Multidimensional RoPE
Non-Axial Rotary Positional Embeddings in higher dimensions.
I was recently part of some cool discussions in an ML research group chat about extending rotary positional embeddings1 for transformers to higher dimensions. This post highlights some of the ideas that came out of it, the initial idea being that attention scores of rope in 2D should be isotropic, unlike in the widely used Axial RoPE variant2. Hence, a non-axial variant for 2D was proposed.
People are calling it Golden RoPE, Uniform RoPE, or IsotRoPE.

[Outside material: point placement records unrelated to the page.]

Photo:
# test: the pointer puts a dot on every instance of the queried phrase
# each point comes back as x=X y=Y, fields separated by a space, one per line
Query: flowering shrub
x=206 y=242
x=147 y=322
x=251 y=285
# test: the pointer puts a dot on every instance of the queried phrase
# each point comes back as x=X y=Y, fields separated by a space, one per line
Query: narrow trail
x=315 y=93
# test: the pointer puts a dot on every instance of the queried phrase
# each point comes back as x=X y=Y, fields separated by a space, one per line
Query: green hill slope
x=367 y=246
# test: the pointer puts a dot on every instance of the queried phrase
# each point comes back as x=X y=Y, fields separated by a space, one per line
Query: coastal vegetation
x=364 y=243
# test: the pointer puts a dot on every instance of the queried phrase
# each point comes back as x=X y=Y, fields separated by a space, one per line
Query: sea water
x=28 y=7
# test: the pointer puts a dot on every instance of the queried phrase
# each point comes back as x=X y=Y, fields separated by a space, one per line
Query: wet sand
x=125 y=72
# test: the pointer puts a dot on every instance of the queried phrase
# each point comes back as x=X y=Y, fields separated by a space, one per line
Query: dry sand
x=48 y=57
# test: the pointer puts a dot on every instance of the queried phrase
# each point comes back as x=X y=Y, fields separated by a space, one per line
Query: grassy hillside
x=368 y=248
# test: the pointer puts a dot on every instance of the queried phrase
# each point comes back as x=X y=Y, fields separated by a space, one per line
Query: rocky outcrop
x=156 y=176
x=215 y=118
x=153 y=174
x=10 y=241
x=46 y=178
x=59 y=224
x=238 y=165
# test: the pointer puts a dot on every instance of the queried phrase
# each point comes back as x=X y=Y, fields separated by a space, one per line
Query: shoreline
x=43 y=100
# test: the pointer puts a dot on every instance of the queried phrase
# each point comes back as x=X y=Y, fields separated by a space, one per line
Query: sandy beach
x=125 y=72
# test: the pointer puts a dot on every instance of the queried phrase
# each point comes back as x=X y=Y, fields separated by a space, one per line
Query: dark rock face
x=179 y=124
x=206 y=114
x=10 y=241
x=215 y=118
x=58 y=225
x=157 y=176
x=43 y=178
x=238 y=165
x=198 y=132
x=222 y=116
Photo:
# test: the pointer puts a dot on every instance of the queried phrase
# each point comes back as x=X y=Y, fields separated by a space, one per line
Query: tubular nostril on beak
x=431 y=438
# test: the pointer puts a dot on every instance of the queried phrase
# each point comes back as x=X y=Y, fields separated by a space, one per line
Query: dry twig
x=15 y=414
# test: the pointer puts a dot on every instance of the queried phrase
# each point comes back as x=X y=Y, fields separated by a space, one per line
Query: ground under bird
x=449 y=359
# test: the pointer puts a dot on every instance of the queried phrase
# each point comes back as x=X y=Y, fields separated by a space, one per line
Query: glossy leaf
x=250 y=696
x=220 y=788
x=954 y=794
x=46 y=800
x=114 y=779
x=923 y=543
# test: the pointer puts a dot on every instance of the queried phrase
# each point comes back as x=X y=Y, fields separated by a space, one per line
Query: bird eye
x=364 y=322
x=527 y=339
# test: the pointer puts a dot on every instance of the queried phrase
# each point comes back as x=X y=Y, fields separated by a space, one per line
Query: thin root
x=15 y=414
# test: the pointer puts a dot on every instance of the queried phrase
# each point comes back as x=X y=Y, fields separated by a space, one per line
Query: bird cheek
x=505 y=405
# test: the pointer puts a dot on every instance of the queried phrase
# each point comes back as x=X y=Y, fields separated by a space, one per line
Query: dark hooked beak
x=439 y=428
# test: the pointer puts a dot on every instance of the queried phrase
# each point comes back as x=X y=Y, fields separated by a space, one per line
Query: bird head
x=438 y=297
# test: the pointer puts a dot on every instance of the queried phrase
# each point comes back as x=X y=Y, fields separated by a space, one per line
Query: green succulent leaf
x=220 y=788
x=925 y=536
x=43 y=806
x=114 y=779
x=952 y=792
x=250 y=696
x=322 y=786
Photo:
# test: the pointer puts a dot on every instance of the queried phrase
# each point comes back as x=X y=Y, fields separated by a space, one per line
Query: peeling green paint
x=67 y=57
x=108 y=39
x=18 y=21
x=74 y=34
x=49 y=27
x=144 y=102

Most of the credit goes to jerry, who also wrote a great post about it3.
Kevin Yin wrote a follow-up appendix to jerry’s post, attributing most of the success to incoherent angles instead of angle uniformity. He also expands on finding the optimal angle spacing by formulating it as an energy minimization problem.4
nor has a great post on deriving RoPE the proper way with 3 very reasonable constraints5:
Relative position dependency: \(\langle f(q, p_q), f(k, p_k) \rangle = g(q, k, p_q - p_k)\)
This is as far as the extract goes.